Dalam pernyataan sikap yang penuh semangat, massa aksi menyatakan dengan tegas:
“Kami dari Front Mahasiswa Nasional Cabang Kupang bersama Aliansi Gerakan Reforma Agraria AGRA NTT dan masyarakat Pulau Kera, hari ini menyatakan sikap bahwa kami menolak bentuk relokasi apapun! Relokasi bukan solusi. Hadirkan segala sesuatu yang menjadi kebutuhan masyarakat hari ini, bukan relokasi yang dijadikan tolak ukur!”
Diiringi pekikan:
"Tolak relokasi!" – "Tolak!"
"Relokasi bukan solusi!" – "Tolak!"
Selain itu, massa juga mengecam keras tindakan intimidasi terhadap masyarakat yang memperjuangkan hak atas tanah di Desa Naileu, Kecamatan Kie, Kabupaten TTS. Mereka menyebut perilaku aparat pemerintahan sebagai bentuk pengkhianatan terhadap rakyat.
“Kami mengecam dan mengutuk keras tindakan pihak kehutanan di Desa Naileu! Kami juga menuntut:
1. Cabut SK 537 Tahun 2016 oleh Kementerian Lingkungan Hidup dan Kehutanan tentang penetapan kawasan Latumbesi sebagai hutan produksi tetap.
2. Hentikan segala bentuk intimidasi oleh Kepala Desa Naileu terhadap rakyat yang sedang berjuang!
3. Tindak tegas pihak desa yang telah mengintimidasi masyarakat adat Naileu!”_
Dengan penuh semangat, pekikan perlawanan kembali terdengar membelah udara panas siang itu.
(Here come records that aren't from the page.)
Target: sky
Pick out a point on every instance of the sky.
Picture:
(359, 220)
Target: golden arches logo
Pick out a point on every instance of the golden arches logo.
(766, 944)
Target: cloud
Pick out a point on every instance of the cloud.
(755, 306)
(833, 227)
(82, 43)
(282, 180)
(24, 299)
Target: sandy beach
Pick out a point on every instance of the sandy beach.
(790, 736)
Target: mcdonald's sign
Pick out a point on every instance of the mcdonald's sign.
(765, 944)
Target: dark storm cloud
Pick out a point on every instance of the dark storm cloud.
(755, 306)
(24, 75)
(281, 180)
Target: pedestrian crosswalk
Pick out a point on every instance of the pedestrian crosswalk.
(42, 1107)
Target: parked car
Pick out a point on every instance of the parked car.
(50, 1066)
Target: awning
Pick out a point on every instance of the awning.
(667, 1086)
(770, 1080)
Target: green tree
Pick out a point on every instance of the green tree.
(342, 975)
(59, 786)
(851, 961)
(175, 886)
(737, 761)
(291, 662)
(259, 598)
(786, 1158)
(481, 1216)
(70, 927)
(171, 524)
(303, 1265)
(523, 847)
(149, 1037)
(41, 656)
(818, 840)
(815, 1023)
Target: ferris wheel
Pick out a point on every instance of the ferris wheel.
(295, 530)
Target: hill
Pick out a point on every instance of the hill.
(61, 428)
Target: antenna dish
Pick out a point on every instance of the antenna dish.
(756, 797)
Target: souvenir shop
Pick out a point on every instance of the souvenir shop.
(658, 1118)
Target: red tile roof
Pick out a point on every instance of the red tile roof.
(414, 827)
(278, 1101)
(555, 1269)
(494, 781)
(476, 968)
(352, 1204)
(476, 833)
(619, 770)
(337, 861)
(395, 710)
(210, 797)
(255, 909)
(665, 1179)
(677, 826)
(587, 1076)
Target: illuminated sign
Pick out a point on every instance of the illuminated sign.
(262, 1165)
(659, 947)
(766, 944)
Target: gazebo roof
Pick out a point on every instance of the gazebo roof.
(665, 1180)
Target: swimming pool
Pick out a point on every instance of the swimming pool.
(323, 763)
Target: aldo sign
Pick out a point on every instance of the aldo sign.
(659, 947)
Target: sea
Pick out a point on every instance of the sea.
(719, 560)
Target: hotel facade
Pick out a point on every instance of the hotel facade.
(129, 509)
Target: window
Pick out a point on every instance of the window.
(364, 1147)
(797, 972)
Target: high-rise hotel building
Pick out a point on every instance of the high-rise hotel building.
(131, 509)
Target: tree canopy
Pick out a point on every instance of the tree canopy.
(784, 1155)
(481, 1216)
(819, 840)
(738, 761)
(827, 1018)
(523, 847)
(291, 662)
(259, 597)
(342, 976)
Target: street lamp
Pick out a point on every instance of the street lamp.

Masyarakat tak hanya menolak relokasi, tapi juga membela tanah leluhur dan laut sebagai sumber hidup yang tak tergantikan.
"Relokasi adalah bentuk penggusuran terselubung! Kami tidak butuh janji, kami butuh keadilan!” teriak salah satu orator lapangan.
Kini, perjuangan mereka di Pulau Kera dan Naileu menjadi simbol perlawanan rakyat kecil yang sadar akan haknya. Mereka bukan lagi sekadar nelayan atau petani biasa, mereka adalah pejuang keadilan yang bangkit dari ketertindasan.
Suara dari pulau terpencil ini kini menggema lebih luas—menjadi nyala api kesadaran bagi seluruh masyarakat yang selama ini diam di bawah bayang-bayang kebijakan yang keliru.
"Jika tanah dan laut kami diambil, apa lagi yang tersisa dari hidup kami?" ujar seorang ibu nelayan dengan mata berkaca-kaca, namun suara penuh keberanian.
Pulau Kera hari ini bukan hanya medan perjuangan. Ia menjadi simbol bahwa rakyat yang bersatu tidak akan pernah bisa ditaklukkan oleh kekuasaan yang sewenang-wenang.